I can at this point remember /see every dream I’ve ever had. Now I’m drifting down into it.…It’s like a costume warehouse. Like the inside cover of the Allman Brothers’ Eat a Peach album.. People, animals, archetypes, childhood monsters…they’re all here! And this is not a memory, but a place. Everything still happening—alive—a living hologram. Maybe Freud wasn’t so wrong…
The years 2003 and 2004 found author Dan Carpenter embarking on a series of thirteen psychedelic journeys, all transcribed in great and always intriguing detail. I have to admit that when I found out that the substance involved was DXM, I was a bit put off. My initial reaction to this substance was to recall images from author Jim Carroll’s The Basketball Diaries, where he describes riding the New York subways in a cough-syrup-induced stupor. However, I found Carpenter’s experiences soberly and well articulated, and frequently insightful.
The author gives fair warning on the usage of DXM, and it seems his source is pure powder, as opposed to cough syrup. He describes his process of carefully measuring out doses beforehand, and drinking them at timed intervals through his “journeys”. His writing took place during and after these sessions.
What emerges from these trips is an absolutely engaging exploration of the workings, “machinery”, and inner landscape(s) of the mind. Each time his journeys begin the same way, as he floats through an area of “living taffy clouds”, comes to a “great wall”, and enters a huge hive-like area, populated by various floating machine-like organisms. These observations bear a remarkable similarity to Carlos Castaneda’s description of the “realm of inorganic beings” in the excellent book, The Art of Dreaming. This is not lost on the author, although he describes the beings as not having the same predatory nature that Castaneda describes.
Each of Carpenter’s chapters contains numerous descriptions of encounters with what seems to be an internal ecology of the mind. If nothing else, even if you take Carpenter’s writing with a grain or even a boulder of salt, this makes for some very interesting reading on at least a science-fiction level, like some DXM remix of Flatland or A Voyage to Arcturus. You will read about “The Dream Chamber”, “Ego Vortices”, “Crab Faced Others”, “Plasma Flowers”, and the like, as well as iboga-like encounters with ancestors. Holy Lovecraft, Batman! However, part of what makes the book so readable is that the writing is tempered with the earnestness and insightfulness of a seemingly very compassionate soul. Carpenter is also well versed in the work of inner space pioneers such as McKenna, Strassman, Narby et al., along with world religions and spiritualities.
Despite its very singular adherence to one “exploratory substance”, I consider this book to be an essential addition to one’s psychedelic library.

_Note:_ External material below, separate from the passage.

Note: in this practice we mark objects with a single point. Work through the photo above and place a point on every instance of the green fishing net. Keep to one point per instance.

Terence McKenna often spoke of “mapping hyperspace”, and this is one great map. I’ve read this book several times over now and just don’t get tired of it.
On a final note, I found on the net that Carpenter had chosen either Psychedelic Passageways or The Psychedelic Explorer as the book’s original title. Inner Traditions, the publisher, chose this perhaps less apropos title after Carpenter’s death in 2005. Shine on, Dan.